The Challengers were named passenger trains on the Union Pacific Railroad and the Chicago and North Western Railway (which was replaced in 1955 by the Milwaukee Road). The economy service ran between Chicago, Illinois and the West Coast of the United States. The trains had full Pullman service and coach seating and were an attempt to draw Depression-Era riders back to the rails. Food service was advertised as "three meals for under a dollar a day."

During the late 1930s the Challenger fleet was among the highest-patronized of American trains, and the best revenue producers of the UP passenger fleet. Discontinued in 1947, the Challenger name reappeared in 1954 on a streamliner. When Amtrak took over the nation's passenger service in 1971 it ended the Challenger once and for all.

In early June 1935 the Union Pacific transferred the heavyweight coaches and tourist sleeping cars of its Los Angeles Limited to a second section, the Challenger. The new train met with such success that the UP ordered 68 cars rebuilt, including 47 coaches, 16 Pullman sleeping cars, and 5 dining cars.

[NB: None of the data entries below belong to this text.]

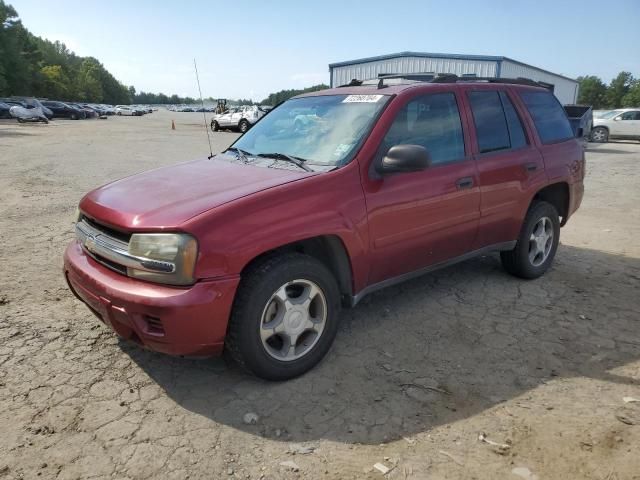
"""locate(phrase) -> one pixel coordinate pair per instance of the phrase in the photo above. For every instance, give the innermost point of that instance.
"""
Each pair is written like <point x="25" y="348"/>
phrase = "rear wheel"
<point x="285" y="316"/>
<point x="537" y="244"/>
<point x="600" y="135"/>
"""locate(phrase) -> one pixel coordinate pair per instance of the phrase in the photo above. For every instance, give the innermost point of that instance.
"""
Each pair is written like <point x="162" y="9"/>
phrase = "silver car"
<point x="619" y="124"/>
<point x="241" y="118"/>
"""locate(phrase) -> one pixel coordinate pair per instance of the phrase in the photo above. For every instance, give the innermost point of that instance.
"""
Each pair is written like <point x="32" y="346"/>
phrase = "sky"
<point x="250" y="48"/>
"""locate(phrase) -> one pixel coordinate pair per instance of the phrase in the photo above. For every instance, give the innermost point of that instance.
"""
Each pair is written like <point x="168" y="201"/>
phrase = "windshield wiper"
<point x="289" y="158"/>
<point x="242" y="154"/>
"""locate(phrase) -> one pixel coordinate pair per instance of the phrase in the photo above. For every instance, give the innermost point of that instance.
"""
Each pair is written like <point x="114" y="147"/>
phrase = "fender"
<point x="238" y="232"/>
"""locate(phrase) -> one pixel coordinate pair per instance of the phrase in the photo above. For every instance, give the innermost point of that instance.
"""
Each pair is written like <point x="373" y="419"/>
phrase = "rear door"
<point x="510" y="167"/>
<point x="422" y="218"/>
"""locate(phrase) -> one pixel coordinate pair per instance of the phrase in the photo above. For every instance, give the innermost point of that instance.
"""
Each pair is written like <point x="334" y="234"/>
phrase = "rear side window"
<point x="488" y="117"/>
<point x="516" y="132"/>
<point x="548" y="116"/>
<point x="432" y="121"/>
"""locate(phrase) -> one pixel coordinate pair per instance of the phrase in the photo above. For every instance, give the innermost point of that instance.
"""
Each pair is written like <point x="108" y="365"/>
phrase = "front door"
<point x="422" y="218"/>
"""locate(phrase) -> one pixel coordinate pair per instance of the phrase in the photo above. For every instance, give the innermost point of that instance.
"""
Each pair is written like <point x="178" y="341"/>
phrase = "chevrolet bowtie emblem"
<point x="90" y="244"/>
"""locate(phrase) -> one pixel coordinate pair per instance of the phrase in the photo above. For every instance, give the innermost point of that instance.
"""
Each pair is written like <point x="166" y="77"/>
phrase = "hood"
<point x="167" y="197"/>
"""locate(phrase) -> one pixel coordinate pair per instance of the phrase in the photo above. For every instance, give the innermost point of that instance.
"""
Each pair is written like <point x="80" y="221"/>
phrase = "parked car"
<point x="256" y="249"/>
<point x="30" y="102"/>
<point x="99" y="109"/>
<point x="88" y="112"/>
<point x="28" y="113"/>
<point x="127" y="110"/>
<point x="240" y="118"/>
<point x="621" y="124"/>
<point x="4" y="110"/>
<point x="63" y="110"/>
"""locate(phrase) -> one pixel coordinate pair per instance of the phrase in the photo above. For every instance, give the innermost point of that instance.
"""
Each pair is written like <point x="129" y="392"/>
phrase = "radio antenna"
<point x="204" y="116"/>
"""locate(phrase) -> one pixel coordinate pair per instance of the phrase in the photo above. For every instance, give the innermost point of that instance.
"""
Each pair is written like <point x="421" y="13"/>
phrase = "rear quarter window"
<point x="548" y="116"/>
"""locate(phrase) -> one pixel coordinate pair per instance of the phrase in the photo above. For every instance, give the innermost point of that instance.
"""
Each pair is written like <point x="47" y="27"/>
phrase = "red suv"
<point x="329" y="197"/>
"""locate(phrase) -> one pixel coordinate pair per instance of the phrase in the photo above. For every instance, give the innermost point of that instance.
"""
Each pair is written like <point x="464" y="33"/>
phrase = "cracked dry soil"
<point x="417" y="373"/>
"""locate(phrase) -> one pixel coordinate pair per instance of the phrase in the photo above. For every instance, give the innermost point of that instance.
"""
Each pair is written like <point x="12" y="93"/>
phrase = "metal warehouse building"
<point x="566" y="89"/>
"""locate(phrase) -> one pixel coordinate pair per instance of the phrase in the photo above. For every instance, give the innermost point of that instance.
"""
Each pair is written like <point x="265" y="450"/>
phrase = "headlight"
<point x="167" y="257"/>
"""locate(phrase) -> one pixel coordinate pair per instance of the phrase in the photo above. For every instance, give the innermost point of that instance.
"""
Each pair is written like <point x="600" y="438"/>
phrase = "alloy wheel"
<point x="540" y="241"/>
<point x="293" y="320"/>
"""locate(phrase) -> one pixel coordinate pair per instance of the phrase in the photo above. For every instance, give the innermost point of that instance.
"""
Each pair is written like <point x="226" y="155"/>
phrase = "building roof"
<point x="451" y="56"/>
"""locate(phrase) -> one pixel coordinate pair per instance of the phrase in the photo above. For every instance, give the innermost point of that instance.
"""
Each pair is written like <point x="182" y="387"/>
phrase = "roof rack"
<point x="444" y="78"/>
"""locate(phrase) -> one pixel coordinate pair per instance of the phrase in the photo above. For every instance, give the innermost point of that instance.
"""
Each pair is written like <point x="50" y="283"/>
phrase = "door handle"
<point x="463" y="183"/>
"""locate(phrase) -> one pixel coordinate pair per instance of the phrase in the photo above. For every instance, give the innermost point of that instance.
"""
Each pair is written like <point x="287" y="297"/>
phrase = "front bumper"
<point x="178" y="321"/>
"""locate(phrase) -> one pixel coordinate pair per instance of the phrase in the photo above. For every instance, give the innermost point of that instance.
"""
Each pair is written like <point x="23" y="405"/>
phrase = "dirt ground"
<point x="418" y="371"/>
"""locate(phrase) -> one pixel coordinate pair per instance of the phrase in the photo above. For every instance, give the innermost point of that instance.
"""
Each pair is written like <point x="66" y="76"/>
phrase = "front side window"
<point x="321" y="130"/>
<point x="630" y="116"/>
<point x="432" y="121"/>
<point x="548" y="116"/>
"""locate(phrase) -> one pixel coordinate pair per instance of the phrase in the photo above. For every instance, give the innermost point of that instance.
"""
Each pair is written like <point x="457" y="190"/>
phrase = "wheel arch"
<point x="557" y="194"/>
<point x="328" y="249"/>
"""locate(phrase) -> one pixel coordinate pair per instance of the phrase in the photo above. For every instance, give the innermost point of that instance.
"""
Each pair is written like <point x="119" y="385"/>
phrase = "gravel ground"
<point x="418" y="371"/>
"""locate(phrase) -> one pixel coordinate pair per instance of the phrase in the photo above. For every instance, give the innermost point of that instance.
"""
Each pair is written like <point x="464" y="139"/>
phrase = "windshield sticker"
<point x="362" y="98"/>
<point x="342" y="149"/>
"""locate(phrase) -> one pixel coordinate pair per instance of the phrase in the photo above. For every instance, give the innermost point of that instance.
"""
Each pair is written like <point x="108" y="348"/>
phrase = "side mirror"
<point x="404" y="159"/>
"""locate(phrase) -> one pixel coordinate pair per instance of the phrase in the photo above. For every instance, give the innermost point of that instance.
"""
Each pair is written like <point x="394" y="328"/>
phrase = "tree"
<point x="618" y="88"/>
<point x="632" y="97"/>
<point x="89" y="81"/>
<point x="592" y="91"/>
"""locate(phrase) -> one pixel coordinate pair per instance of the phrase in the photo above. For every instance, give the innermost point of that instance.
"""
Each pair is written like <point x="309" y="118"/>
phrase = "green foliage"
<point x="282" y="95"/>
<point x="592" y="92"/>
<point x="618" y="88"/>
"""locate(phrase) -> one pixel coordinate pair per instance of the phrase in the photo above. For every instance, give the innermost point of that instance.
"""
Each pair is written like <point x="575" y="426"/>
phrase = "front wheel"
<point x="285" y="316"/>
<point x="537" y="244"/>
<point x="600" y="135"/>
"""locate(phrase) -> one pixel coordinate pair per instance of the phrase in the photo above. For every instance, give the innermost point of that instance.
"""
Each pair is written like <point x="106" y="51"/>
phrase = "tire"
<point x="519" y="261"/>
<point x="256" y="305"/>
<point x="600" y="135"/>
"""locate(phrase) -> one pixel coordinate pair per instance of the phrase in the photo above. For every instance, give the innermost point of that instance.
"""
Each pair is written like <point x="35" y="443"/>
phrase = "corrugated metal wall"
<point x="565" y="90"/>
<point x="370" y="70"/>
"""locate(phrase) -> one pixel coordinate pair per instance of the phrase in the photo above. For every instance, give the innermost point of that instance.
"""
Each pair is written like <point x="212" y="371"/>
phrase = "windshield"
<point x="322" y="130"/>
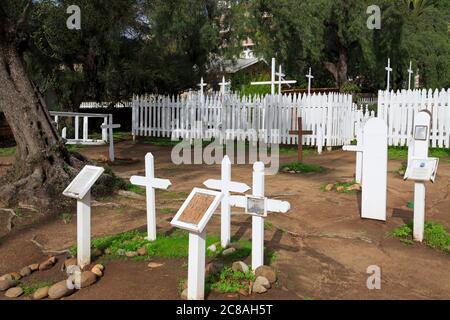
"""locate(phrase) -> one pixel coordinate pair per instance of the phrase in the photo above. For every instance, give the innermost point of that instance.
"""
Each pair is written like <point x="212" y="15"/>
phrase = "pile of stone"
<point x="9" y="282"/>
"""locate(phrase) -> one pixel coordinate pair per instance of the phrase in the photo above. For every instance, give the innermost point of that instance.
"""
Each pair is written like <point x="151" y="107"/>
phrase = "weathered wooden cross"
<point x="258" y="205"/>
<point x="226" y="186"/>
<point x="150" y="183"/>
<point x="389" y="70"/>
<point x="110" y="126"/>
<point x="300" y="133"/>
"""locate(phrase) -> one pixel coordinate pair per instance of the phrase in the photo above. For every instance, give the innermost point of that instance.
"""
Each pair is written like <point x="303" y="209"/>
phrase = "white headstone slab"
<point x="374" y="182"/>
<point x="83" y="182"/>
<point x="198" y="223"/>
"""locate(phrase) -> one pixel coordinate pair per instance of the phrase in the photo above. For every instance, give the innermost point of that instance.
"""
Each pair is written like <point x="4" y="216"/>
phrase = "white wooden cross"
<point x="272" y="81"/>
<point x="226" y="186"/>
<point x="389" y="70"/>
<point x="202" y="84"/>
<point x="110" y="126"/>
<point x="310" y="77"/>
<point x="150" y="183"/>
<point x="410" y="73"/>
<point x="223" y="86"/>
<point x="80" y="189"/>
<point x="359" y="154"/>
<point x="258" y="220"/>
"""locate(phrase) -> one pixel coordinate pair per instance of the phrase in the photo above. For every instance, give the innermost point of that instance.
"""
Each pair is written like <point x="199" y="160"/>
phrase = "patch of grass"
<point x="435" y="236"/>
<point x="229" y="281"/>
<point x="300" y="167"/>
<point x="8" y="151"/>
<point x="66" y="217"/>
<point x="32" y="287"/>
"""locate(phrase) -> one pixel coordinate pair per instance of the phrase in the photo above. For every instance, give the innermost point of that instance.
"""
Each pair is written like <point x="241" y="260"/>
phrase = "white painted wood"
<point x="150" y="183"/>
<point x="196" y="266"/>
<point x="84" y="230"/>
<point x="374" y="182"/>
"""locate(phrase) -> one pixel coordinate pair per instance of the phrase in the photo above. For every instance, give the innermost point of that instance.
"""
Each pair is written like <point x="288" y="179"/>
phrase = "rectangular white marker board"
<point x="83" y="182"/>
<point x="197" y="209"/>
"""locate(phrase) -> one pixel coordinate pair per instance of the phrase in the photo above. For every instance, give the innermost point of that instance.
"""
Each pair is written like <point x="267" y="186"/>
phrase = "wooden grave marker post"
<point x="150" y="183"/>
<point x="420" y="169"/>
<point x="193" y="216"/>
<point x="80" y="189"/>
<point x="111" y="126"/>
<point x="374" y="170"/>
<point x="258" y="205"/>
<point x="225" y="185"/>
<point x="300" y="133"/>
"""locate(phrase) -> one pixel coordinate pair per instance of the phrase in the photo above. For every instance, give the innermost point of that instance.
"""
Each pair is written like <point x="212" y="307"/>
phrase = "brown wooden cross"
<point x="300" y="132"/>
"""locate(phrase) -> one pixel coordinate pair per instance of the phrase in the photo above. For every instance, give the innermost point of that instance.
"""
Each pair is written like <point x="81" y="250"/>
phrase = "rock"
<point x="70" y="262"/>
<point x="87" y="278"/>
<point x="34" y="267"/>
<point x="25" y="272"/>
<point x="213" y="268"/>
<point x="41" y="293"/>
<point x="228" y="251"/>
<point x="16" y="276"/>
<point x="142" y="251"/>
<point x="14" y="292"/>
<point x="261" y="285"/>
<point x="243" y="292"/>
<point x="240" y="266"/>
<point x="6" y="284"/>
<point x="96" y="270"/>
<point x="266" y="272"/>
<point x="59" y="290"/>
<point x="95" y="253"/>
<point x="154" y="265"/>
<point x="131" y="254"/>
<point x="184" y="294"/>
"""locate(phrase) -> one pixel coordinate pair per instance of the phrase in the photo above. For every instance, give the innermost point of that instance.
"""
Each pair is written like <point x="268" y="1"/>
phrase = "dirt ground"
<point x="323" y="248"/>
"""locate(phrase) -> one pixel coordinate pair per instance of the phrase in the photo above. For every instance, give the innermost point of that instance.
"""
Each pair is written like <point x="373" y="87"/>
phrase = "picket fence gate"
<point x="400" y="108"/>
<point x="268" y="118"/>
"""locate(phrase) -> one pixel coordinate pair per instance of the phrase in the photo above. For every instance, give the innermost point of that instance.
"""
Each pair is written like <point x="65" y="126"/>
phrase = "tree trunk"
<point x="43" y="166"/>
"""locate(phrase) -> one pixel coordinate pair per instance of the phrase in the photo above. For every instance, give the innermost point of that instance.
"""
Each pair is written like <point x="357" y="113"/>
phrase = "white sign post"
<point x="389" y="70"/>
<point x="150" y="183"/>
<point x="226" y="186"/>
<point x="273" y="80"/>
<point x="374" y="170"/>
<point x="310" y="77"/>
<point x="420" y="169"/>
<point x="253" y="206"/>
<point x="80" y="189"/>
<point x="193" y="216"/>
<point x="111" y="126"/>
<point x="359" y="154"/>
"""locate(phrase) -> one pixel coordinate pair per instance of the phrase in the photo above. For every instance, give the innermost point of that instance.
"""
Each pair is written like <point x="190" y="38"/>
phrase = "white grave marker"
<point x="374" y="170"/>
<point x="193" y="216"/>
<point x="226" y="186"/>
<point x="254" y="205"/>
<point x="80" y="189"/>
<point x="420" y="169"/>
<point x="150" y="183"/>
<point x="110" y="126"/>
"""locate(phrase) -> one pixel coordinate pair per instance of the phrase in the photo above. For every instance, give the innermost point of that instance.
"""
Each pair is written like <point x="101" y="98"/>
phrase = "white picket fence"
<point x="269" y="118"/>
<point x="399" y="109"/>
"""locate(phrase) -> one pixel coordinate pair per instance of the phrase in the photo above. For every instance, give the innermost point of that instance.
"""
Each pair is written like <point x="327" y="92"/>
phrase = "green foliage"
<point x="300" y="167"/>
<point x="435" y="235"/>
<point x="229" y="281"/>
<point x="8" y="151"/>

The coaches had large reclining chairs and a new color scheme to make the interior more attractive, especially to women passengers. A lounge car was added in April of the following year.

In May 1936 the train commenced operation between Chicago and Los Angeles, California on its own schedule. 1937 saw the UP partnering with the Southern Pacific Railroad to add a train from Chicago to Oakland, California, a line that would take the name San Francisco Challenger (the original then became the Los Angeles Challenger).